All employers with 50 or more employees anywhere worldwide must comply with NJFLA for their New Jersey employees.
To be eligible for family leave under NJFLA, an employee must be employed in New Jersey by a covered employer. The employee also must be employed for at least 12 months for the employer, and must have worked 1,000 base hours in the preceding 12 months.

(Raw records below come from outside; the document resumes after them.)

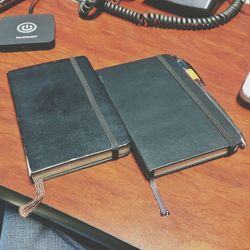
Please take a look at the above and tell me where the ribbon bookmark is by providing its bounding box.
[149,178,170,216]
[19,178,45,218]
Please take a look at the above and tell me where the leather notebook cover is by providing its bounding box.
[8,57,129,180]
[98,55,244,178]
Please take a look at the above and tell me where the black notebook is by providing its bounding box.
[8,57,130,217]
[98,55,245,216]
[98,55,245,178]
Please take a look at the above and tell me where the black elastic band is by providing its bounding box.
[70,58,119,160]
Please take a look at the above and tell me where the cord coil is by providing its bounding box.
[79,0,245,30]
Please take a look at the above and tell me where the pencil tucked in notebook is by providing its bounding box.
[8,57,130,216]
[98,55,245,214]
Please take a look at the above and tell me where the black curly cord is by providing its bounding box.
[79,0,244,30]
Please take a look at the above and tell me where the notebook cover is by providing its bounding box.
[8,56,129,180]
[98,55,242,178]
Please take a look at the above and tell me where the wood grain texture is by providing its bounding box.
[0,0,250,250]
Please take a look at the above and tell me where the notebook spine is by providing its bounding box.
[158,56,246,154]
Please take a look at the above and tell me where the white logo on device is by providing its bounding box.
[16,22,37,33]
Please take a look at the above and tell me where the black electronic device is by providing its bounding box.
[78,0,250,30]
[0,0,24,13]
[0,14,55,52]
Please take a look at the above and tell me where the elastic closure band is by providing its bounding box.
[70,58,119,160]
[157,56,234,147]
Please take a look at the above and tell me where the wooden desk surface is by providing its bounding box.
[0,0,250,250]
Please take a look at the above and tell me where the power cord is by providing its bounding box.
[78,0,250,30]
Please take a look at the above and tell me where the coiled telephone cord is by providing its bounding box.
[79,0,246,30]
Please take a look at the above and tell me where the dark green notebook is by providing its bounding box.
[98,55,245,178]
[98,55,245,215]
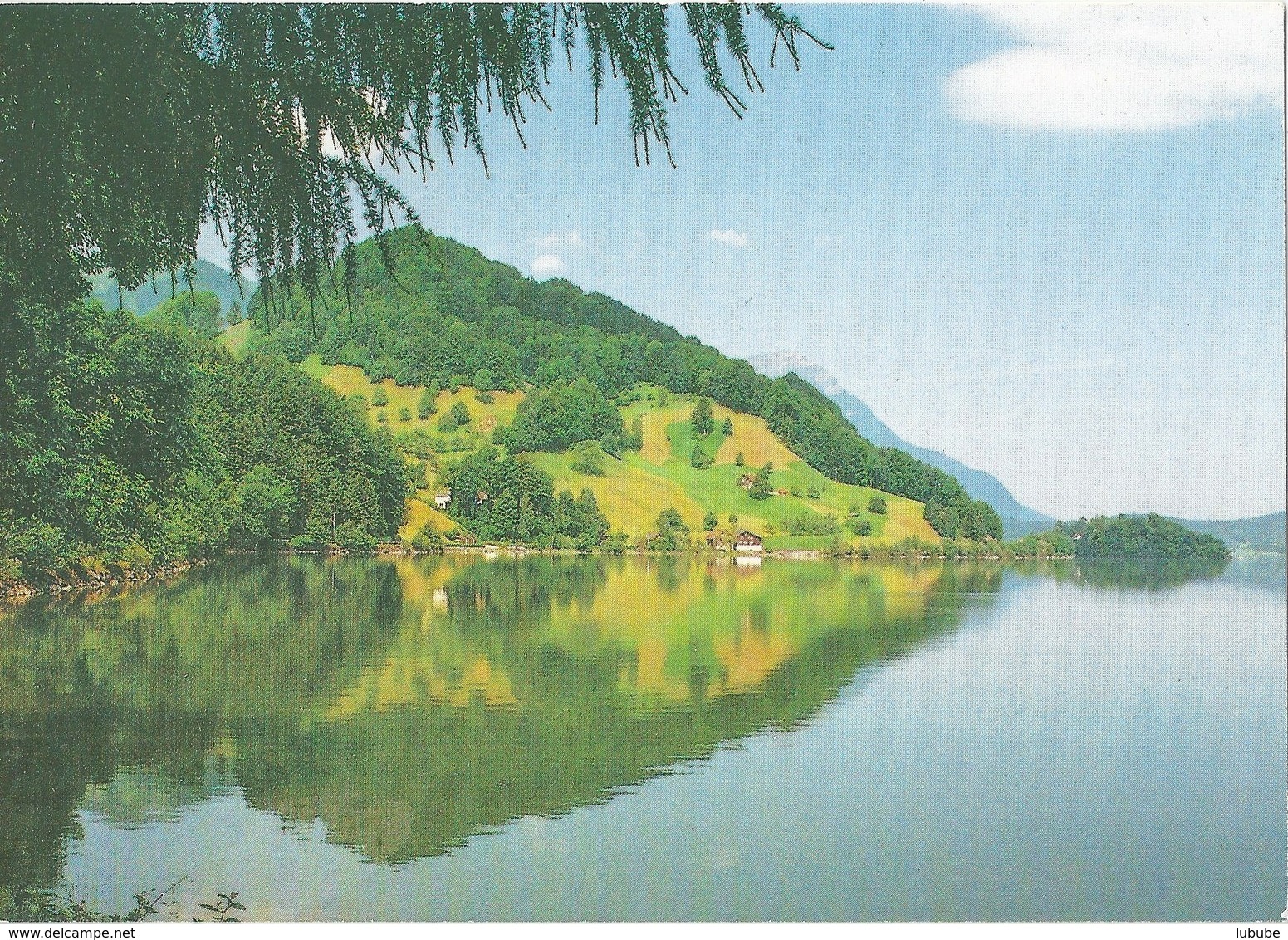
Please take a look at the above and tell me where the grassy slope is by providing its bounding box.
[239,358,939,549]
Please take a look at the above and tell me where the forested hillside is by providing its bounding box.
[247,228,1002,540]
[0,295,407,582]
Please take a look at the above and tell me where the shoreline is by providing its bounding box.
[0,543,1075,605]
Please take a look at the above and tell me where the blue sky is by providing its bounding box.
[203,5,1284,517]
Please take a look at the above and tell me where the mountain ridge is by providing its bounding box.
[747,350,1056,538]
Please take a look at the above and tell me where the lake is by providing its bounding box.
[0,556,1288,921]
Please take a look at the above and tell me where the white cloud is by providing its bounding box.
[944,2,1283,130]
[710,228,751,248]
[528,255,563,277]
[532,229,586,250]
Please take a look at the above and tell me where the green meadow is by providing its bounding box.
[289,355,939,550]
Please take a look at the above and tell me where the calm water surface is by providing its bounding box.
[0,557,1288,921]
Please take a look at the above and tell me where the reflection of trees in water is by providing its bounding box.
[1012,557,1230,591]
[0,556,399,889]
[0,557,1000,884]
[438,556,605,631]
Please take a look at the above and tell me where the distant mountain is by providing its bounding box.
[748,353,1050,538]
[91,257,255,321]
[1174,510,1288,555]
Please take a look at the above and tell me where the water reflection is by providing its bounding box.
[0,557,1000,887]
[1011,559,1230,591]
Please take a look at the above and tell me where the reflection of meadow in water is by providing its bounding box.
[0,556,1288,921]
[0,548,983,884]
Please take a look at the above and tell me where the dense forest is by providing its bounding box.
[0,294,409,580]
[1057,512,1230,561]
[248,227,1002,540]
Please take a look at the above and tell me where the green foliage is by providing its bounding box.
[1059,512,1230,561]
[781,509,841,536]
[447,447,608,551]
[416,384,439,421]
[0,4,809,315]
[1006,528,1075,557]
[692,395,715,438]
[438,402,470,434]
[247,231,1002,540]
[411,526,443,551]
[147,291,219,339]
[650,507,689,551]
[845,515,872,536]
[496,379,634,453]
[0,301,407,577]
[568,440,605,477]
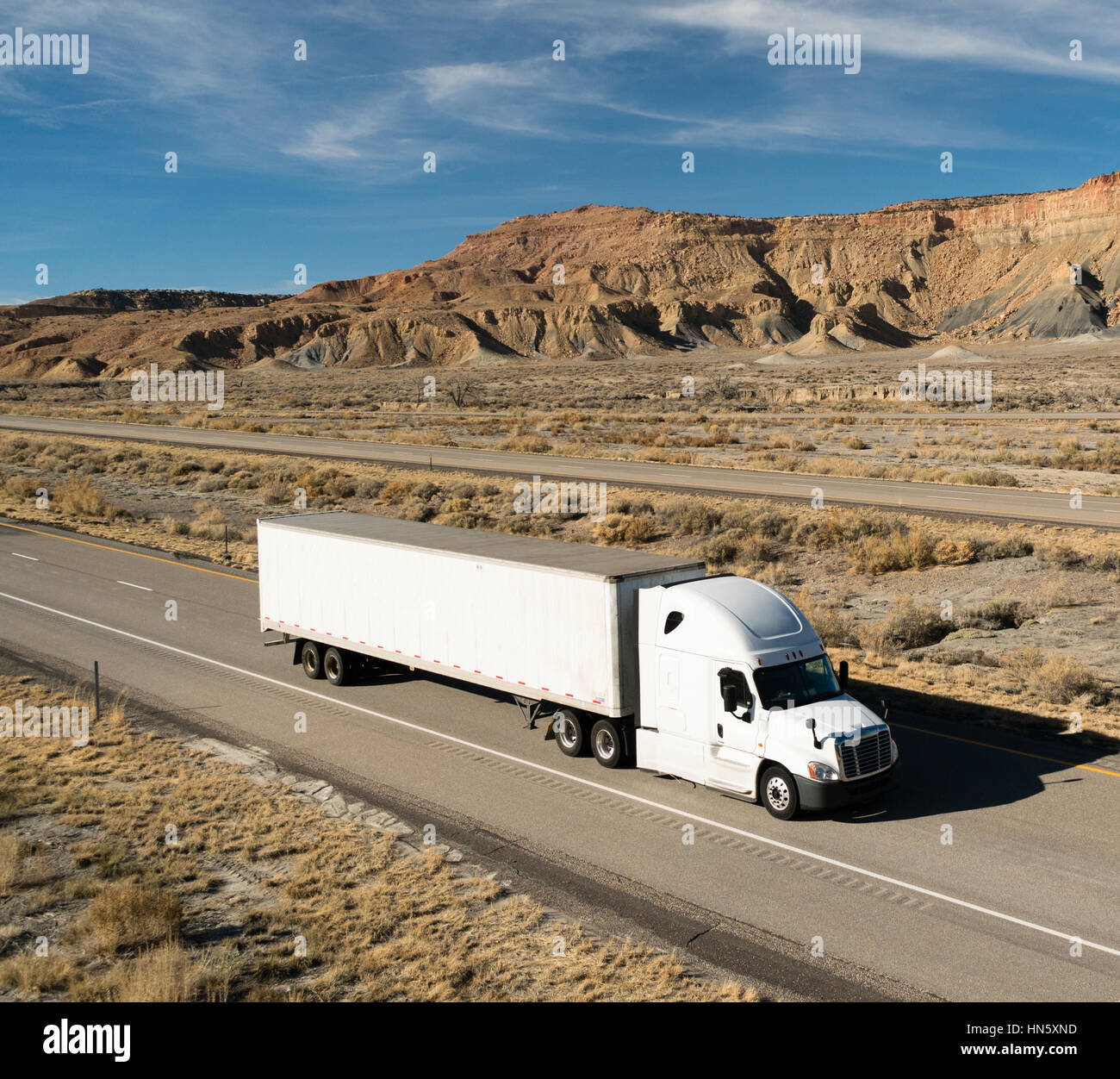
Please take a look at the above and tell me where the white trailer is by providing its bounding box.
[258,512,897,818]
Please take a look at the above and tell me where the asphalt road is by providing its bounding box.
[0,523,1120,1001]
[0,415,1120,529]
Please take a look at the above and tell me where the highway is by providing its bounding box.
[0,415,1120,529]
[0,520,1120,1001]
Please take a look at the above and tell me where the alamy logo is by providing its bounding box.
[899,363,992,412]
[0,26,90,75]
[131,363,225,412]
[0,701,90,745]
[766,26,860,75]
[513,477,607,521]
[42,1020,132,1063]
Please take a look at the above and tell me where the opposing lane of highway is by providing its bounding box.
[0,415,1120,529]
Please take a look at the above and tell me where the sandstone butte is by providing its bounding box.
[0,165,1120,377]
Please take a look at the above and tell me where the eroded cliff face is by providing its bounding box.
[0,166,1120,377]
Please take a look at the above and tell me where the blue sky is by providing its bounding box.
[0,0,1120,302]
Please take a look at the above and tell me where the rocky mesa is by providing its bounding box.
[0,172,1120,377]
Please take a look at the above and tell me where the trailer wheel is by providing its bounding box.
[591,720,626,768]
[762,765,799,820]
[299,641,322,678]
[322,647,350,686]
[552,708,589,757]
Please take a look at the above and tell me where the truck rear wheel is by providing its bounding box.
[299,641,322,678]
[762,765,799,820]
[322,647,350,686]
[591,720,626,768]
[552,708,588,757]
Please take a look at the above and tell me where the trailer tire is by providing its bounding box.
[322,647,351,686]
[591,720,626,768]
[758,765,800,820]
[299,641,322,679]
[551,708,590,757]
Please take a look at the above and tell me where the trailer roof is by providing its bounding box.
[258,510,705,578]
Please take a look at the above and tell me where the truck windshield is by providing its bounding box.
[754,656,840,709]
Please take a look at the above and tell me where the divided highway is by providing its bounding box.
[0,520,1120,1001]
[0,415,1120,529]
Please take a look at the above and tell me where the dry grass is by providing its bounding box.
[0,679,750,1001]
[0,430,1120,733]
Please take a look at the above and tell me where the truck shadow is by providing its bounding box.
[826,681,1120,824]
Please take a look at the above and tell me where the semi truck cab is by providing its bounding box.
[635,576,899,819]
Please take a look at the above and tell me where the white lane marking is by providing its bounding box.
[0,591,1120,957]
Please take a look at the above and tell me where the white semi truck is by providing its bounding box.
[258,512,899,819]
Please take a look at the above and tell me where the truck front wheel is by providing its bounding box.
[299,641,322,678]
[591,720,626,768]
[322,647,350,686]
[762,766,799,820]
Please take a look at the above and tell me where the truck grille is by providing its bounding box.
[840,731,891,779]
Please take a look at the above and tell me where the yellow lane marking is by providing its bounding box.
[0,520,257,585]
[891,720,1120,779]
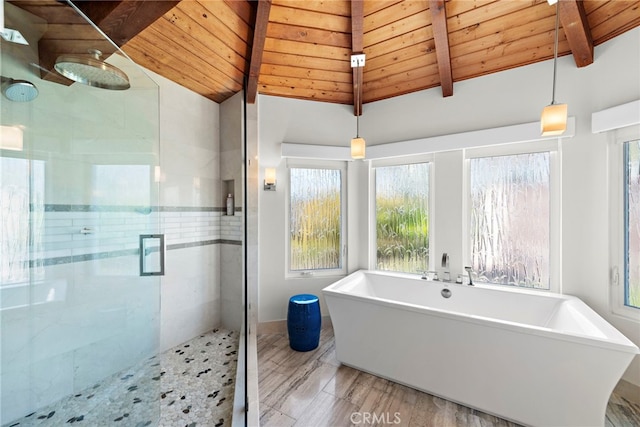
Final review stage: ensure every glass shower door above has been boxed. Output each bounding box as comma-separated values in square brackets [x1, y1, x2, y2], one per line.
[0, 1, 164, 426]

Like NJFLA, FMLA also provides time off from work in connection with the birth or adoption of a child or the serious illness of a parent, child, or spouse. When an employee takes a leave for a purpose covered by both FMLA and NJFLA, the leave simultaneously counts against the employee's entitlement under both laws.
However, FMLA provides time off from work due to an employee's own disability, while NJFLA does not provide covered employees with leave for their own disabilities. Thus, even though an employee may utilize all of his or her allotted time under the federal FMLA due to his or her disability, the employee may subsequently be entitled to time off under NJFLA in connection with the birth or adoption of a child or the serious illness of a parent, child, or spouse.
FMLA provides up to twelve weeks in a 12-month period, rather than a 24-month period as provided in NJFLA.